Much of the music here constitutes a romance with a fantasy. All of it refracts music of the past: Nordraak’s Funeral March for Edvard Grieg, Pauline Hall’s folk-song arrangements and music by Strauss, Mahler, Berg, Bruckner and Schoenberg. The ‘harmonium repertoire’ of the title track consists of harmonium parts from orchestral scores by the latter five sprung from their original contexts, filtered as if through faltering memory. The strings accompanying an Indian harmonium (made in Southall, London) yearn to tell of what’s missing – to fill in gaps or sing a full phrase – but are stopped short. Grand yet teasingly quiet chords at the end of the second movement suggest a big resolution, a transcendence, happening somewhere out of vision. The dark, reedy tones of the fourth movement eventually give way to a sampled funeral march to create distance (an old trick Grieg used to pull using more analogue techniques). Everywhere, stalking darkness prevents the music from ever getting too comfy.

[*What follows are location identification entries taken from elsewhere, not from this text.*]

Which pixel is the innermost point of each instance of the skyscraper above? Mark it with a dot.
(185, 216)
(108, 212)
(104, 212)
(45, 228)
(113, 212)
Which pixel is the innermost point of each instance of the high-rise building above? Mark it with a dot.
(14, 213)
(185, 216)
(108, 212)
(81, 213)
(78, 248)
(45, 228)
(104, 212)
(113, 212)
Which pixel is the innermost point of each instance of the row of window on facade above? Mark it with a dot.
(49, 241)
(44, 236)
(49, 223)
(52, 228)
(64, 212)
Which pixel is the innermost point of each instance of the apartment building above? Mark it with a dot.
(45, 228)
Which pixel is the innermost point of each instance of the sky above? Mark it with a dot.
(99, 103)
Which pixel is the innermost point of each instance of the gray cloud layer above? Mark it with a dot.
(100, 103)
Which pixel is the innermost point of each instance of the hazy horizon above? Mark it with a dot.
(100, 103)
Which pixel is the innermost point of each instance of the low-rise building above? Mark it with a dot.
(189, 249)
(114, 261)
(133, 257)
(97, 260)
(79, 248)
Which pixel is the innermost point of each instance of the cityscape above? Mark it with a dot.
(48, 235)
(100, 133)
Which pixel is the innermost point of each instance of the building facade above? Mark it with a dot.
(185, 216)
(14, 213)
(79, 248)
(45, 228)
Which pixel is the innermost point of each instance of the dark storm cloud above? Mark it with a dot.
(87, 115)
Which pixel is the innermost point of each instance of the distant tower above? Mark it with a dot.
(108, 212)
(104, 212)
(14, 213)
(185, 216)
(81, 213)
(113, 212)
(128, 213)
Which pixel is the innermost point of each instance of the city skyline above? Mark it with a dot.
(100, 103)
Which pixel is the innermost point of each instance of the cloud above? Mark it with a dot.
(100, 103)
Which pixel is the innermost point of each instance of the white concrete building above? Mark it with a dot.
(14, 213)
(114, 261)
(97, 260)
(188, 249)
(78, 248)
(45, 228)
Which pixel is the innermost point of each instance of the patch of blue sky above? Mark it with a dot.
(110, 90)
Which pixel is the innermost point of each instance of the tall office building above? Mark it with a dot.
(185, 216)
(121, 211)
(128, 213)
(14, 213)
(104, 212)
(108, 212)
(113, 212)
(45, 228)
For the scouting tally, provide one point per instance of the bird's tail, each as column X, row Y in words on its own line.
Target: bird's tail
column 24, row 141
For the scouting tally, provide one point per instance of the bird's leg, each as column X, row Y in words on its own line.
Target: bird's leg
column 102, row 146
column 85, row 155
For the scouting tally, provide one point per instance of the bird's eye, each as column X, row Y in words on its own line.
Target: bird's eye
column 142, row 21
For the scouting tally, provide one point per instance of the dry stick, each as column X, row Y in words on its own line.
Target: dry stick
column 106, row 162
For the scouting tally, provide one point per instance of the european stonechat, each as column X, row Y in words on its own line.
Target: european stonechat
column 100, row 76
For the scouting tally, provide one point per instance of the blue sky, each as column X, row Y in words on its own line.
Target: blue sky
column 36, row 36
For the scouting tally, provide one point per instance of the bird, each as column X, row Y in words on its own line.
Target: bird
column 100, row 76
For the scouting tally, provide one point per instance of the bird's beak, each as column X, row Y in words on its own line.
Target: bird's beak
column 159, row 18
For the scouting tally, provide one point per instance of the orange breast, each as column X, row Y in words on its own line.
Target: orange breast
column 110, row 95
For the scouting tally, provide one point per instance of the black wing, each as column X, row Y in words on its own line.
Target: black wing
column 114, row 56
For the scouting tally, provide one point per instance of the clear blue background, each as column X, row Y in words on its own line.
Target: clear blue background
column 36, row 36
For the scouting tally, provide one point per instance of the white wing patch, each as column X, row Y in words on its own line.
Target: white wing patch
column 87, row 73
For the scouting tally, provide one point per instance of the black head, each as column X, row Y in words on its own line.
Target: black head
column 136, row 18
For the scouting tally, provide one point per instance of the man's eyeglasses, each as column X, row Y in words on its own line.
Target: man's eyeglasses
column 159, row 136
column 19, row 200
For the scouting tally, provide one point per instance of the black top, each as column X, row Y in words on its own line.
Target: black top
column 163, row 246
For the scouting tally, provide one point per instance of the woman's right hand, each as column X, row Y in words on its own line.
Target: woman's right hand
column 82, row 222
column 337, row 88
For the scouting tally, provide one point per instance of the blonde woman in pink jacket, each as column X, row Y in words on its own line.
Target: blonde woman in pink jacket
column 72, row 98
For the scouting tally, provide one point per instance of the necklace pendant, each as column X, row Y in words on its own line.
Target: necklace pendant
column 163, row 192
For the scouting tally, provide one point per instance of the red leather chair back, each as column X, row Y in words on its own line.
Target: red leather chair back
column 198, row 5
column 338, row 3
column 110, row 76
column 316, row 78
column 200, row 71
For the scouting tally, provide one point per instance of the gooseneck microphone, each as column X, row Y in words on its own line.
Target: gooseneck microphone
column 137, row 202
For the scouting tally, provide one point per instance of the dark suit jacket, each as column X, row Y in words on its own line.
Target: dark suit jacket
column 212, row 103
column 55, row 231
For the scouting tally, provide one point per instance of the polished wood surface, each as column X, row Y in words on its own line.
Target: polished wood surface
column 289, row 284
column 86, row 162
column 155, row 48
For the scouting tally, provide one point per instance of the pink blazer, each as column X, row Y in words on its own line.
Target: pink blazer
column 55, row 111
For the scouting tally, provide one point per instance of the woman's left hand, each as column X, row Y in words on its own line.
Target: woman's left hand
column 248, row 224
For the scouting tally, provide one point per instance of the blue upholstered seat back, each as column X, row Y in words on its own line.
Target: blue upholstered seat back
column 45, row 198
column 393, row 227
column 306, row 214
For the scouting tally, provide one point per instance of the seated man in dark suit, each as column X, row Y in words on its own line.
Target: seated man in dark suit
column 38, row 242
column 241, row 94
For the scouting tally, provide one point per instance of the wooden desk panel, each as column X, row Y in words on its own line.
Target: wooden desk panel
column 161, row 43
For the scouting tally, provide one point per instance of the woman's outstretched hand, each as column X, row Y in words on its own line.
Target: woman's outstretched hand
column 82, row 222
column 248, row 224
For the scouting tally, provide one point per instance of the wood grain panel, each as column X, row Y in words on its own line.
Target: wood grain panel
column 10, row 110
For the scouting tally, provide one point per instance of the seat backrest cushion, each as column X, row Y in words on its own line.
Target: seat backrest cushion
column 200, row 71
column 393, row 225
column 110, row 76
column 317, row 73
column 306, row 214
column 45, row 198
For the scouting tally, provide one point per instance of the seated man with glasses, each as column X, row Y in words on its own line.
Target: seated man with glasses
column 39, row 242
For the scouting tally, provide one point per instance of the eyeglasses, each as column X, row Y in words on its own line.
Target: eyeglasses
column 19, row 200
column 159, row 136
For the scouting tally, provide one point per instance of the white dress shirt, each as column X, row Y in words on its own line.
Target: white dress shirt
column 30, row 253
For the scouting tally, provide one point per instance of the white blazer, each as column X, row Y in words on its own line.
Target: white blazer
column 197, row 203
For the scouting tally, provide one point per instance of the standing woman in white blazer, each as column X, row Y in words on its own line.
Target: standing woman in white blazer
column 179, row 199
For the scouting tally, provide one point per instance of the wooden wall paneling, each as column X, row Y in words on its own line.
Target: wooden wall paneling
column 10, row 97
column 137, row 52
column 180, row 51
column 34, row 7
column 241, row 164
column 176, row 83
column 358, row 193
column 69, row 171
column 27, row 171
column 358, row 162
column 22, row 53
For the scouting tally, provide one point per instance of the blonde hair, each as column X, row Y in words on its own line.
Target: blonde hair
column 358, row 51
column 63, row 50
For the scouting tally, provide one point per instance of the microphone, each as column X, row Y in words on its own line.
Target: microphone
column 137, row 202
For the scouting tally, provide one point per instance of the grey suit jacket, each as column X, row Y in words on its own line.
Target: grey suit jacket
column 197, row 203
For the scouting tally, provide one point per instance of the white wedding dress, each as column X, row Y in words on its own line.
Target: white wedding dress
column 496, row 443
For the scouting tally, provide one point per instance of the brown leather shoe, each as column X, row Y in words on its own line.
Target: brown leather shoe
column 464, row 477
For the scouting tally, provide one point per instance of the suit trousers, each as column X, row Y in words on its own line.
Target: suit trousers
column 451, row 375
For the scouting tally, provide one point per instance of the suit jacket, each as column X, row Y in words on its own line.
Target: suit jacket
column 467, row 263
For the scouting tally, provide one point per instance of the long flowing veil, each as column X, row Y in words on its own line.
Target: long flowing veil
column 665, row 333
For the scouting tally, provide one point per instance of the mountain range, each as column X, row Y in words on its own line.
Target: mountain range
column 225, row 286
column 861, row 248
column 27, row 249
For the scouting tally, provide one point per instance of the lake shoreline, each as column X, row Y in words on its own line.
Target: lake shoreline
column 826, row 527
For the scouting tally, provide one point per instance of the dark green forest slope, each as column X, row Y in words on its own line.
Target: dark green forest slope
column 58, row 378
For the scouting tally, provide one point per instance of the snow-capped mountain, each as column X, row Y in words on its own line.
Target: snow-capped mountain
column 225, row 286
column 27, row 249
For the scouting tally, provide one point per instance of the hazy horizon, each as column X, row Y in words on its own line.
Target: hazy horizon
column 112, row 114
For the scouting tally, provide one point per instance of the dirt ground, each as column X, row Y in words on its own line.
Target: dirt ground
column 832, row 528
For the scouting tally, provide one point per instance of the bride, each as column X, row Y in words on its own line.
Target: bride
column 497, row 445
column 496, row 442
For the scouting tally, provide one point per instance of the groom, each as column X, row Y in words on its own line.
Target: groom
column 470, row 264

Three Transfigurations consists of fantasy recollections of Richard Strauss (a composer who had real reasons to lament lost traditions) – controlled, eloquent miniatures for strings and harmonium rooted in simple but resonant diatonic harmonies. Funeral March for Edvard Grieg replaces the inflated grandeur of Nordraak’s original with something entirely different and not devoid of optimism. Microtonal techniques and a garland of fluorescent electronic colours pull it into the ‘now’, just as, strangely, Pauline Hall’s tonally drifting piano, now in Hagen’s possession and tenderly played here by Kenneth Karlsson, does her own folk-song arrangements.
Before he was fully at ease with his own gentle, smiling provocation, Hagen had his work Passage (2000) performed under a pseudonym. The work was inspired by Daniel Libeskind’s Jewish Museum in Berlin but written in Edvard Munch’s seaside house at Warnemünde, where the composer responded strongly to being alone in an isolated, summer seaside resort in the depths of winter. Accordingly, Passage is an emotionally intense piece concerned with memory but also with the space and light of architecture and the sharply cut scars and gashes of Libeskind’s building (and something of its zig-zag form). All is straight and angled, but for curving cello glissandos; we’re in a hesitant, contemplative world until the final movement’s bid for escape. Tenderly performed, it’s a handsome way of using the past to overcome the present.